Julia may not forgive me for this, but I opted to leave out the orange liquer that is called for in the recipe.  I just couldn't seem to find any in my pantry {ha!}...and honestly, I don't like orange flavor in my chocolate.  This may have caused a bit of a different consistency as I cooked the first part {there was never any foam in mine}, but it ended up just fine.   Her description of the egg yolks and sugar mixture is that it will look like mayonnaise.  She was right.

Smooth melted chocolate, with a bit of coffee and lots of butter {always lots of butter in Julia's recipes} makes for yummy chocolate.

 Beating egg whites is apparently an art.  I'm not sure if I've mastered it, but this is what the 'stiff peaks' should look like.  If you use an electric mixer, the beaters should leave small peaks when you lift them up and off of the mixture.

I believe folding something into another portion of the recipe is best accomplished with the use of a spatula--it makes for gentle stirring.

Hopefully, these pictures and little tips will help you if you endeavor to try this recipe.  And, be sure to check out the other bloggers who are joining in this celebration by looking at the Facebook page.

Chocolate Mousse

A 3-quart porcelain or stainless steel mixing bowl
4 egg yolks
3/4 cup instant sugar {I used regular granulated sugar}
1/4 cup orange liquer
pan of not-quite simmering water
basin of cold water

Beat the egg yolks and sugar together until mixture is thick, pale yellow, and falls back upon itself forming a slowly dissolving ribbon.  Beat in the orange liquer.  Then set mixing bowl over the not-quite simmering water and continue beating for 3-4 minutes until the mixture is foamy and too hot for your finger.  Then beat over cold water for 3-4 minutes until the mixture is cool and again forms the ribbon.  It will have the consistency of mayonnaise.

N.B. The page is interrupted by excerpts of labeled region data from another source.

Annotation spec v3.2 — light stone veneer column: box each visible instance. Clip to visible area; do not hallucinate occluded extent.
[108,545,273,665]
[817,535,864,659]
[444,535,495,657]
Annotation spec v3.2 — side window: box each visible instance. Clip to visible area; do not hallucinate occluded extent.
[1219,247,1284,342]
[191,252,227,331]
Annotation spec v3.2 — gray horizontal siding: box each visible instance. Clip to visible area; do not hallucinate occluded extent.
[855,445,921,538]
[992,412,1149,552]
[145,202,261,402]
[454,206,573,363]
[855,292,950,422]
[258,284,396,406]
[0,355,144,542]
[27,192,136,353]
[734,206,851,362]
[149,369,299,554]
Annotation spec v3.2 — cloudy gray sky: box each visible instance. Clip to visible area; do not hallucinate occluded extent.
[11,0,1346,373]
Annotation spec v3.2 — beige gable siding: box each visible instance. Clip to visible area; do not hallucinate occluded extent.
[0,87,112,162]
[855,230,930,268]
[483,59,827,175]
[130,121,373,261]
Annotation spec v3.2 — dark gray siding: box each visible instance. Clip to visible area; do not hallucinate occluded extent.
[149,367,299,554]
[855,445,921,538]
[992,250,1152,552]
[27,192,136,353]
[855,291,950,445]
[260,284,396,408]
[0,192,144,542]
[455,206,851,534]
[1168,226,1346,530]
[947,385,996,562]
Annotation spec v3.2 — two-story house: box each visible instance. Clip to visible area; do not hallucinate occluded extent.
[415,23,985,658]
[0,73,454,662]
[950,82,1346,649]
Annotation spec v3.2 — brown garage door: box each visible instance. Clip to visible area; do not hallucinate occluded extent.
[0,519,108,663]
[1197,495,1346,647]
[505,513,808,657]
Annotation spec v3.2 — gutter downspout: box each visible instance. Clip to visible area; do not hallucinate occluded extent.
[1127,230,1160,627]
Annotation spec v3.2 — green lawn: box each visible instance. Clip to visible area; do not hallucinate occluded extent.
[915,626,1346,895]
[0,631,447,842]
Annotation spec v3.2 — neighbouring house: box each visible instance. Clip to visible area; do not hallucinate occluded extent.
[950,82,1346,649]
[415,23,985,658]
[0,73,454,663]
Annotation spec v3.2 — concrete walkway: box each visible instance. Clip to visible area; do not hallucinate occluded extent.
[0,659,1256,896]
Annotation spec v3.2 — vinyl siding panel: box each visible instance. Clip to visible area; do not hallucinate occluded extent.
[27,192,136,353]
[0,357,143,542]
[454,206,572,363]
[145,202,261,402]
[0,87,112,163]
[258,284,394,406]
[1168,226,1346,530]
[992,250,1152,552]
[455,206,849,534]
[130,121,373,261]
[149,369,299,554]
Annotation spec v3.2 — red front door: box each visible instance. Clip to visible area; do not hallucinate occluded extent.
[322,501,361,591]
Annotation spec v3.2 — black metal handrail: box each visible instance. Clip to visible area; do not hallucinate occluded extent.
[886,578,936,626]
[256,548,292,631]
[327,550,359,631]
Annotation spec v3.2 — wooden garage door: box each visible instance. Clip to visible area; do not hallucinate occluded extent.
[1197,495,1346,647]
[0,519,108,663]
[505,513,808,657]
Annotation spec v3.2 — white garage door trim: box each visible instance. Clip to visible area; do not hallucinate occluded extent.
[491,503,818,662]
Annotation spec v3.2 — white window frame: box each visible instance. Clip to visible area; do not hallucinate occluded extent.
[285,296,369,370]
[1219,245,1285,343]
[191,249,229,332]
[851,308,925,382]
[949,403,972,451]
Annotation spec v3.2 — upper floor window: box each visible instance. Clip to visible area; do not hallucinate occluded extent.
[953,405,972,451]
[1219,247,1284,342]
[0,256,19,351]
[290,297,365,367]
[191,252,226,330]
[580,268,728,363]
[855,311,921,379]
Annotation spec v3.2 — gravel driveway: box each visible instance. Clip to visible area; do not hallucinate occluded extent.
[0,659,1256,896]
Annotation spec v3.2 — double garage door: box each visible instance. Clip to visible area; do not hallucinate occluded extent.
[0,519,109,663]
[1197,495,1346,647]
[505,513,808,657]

6 ounces or squares of semisweet baking chocolate
4 Tablespoons strong coffee
A small saucepan
6 ounces, or 1 1/2 sticks unsalted butter, softened
Optional: 1/4 cup finely diced, glazed orange peel

Melt chocolate with coffee over hot water. Remove from heat and beat in butter, a bit at a time, to make a smooth cream.  Beat the chocolate into the yolks and sugar, then beat in the optional orange peel.  

4 egg whites
pinch of salt
1 Tablespoon granulated sugar

Beat the egg whites and salt until soft peaks are formed; sprinkle on the sugar and beat until stiff peaks are formed.  Stir one fourth of the egg whites into the chocolate mixture.  Fold in the rest.